Alain Gresh se souvient d’une époque où «les Juifs dans le monde arabe étaient arabes»

  • Dans le sillage de l’exposition organisée par l’Institut du monde arabe (IMA) intitulée «Juifs d’Orient, Arab News en français a rencontré l’ancien rédacteur en chef du Monde diplomatique
  • C’est la langue arabe qui a créé dans l’enfance une fracture entre l’Égypte et lui, et c’est elle qui les rapprochera à l’âge adulte

PARIS: Dans le sillage de l’exposition organisée par l’Institut du monde arabe (IMA) intitulée «Juifs d’Orient, une histoire plurimillénaire», qui permet de découvrir l’histoire d’une cohabitation jalonnée de périodes de riches créations artistiques et intellectuelles et d’épisodes de violence sporadique, Arab News en français a rencontré l’ancien rédacteur en chef du Monde diplomatique, Alain Gresh.

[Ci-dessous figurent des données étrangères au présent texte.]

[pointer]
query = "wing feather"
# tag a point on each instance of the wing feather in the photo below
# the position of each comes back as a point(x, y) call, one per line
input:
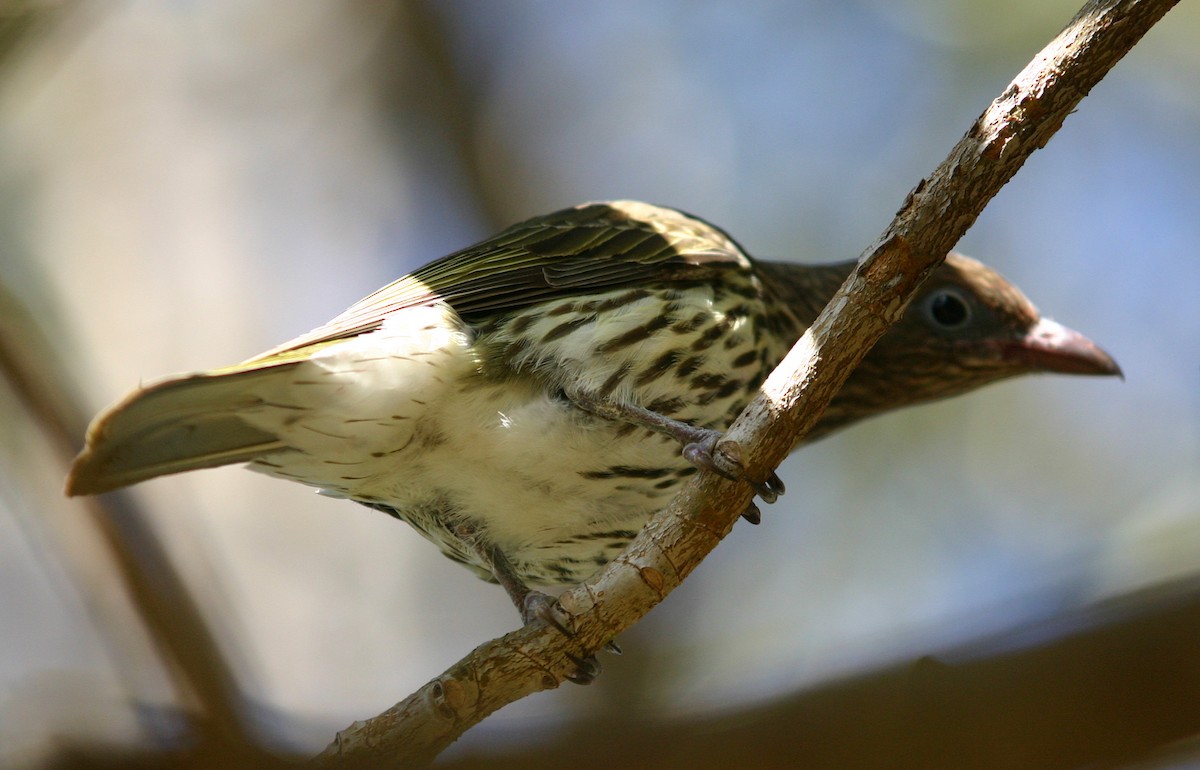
point(591, 247)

Ce dernier, qui a également fondé le journal en ligne Orient XXI, est un personnage fait de paradoxes. Il a beau avoir gommé son accent égyptien, brimé son affect d’Oriental au profit de la rationalité, il n’en demeure pas moins le plus arabe des Juifs de France. Pendant toute sa vie, son œuvre intellectuelle a tourné autour du monde arabe, par lequel il est assurément habité.

 

EN BREF

L’exposition «Juifs d’Orient, une histoire plurimillénaire» se déploie sur 1 100 mètres carrés et constitue un événement culturel de portée internationale. Il s’agit d’évoquer l’histoire de la présence des Juifs dans les pays arabes, représentée par quelque deux cent huit éléments: vestiges archéologiques, objets liturgiques, bijoux, costumes et manuscrits anciens, peintures, photographies, musiques, installations audiovisuelles…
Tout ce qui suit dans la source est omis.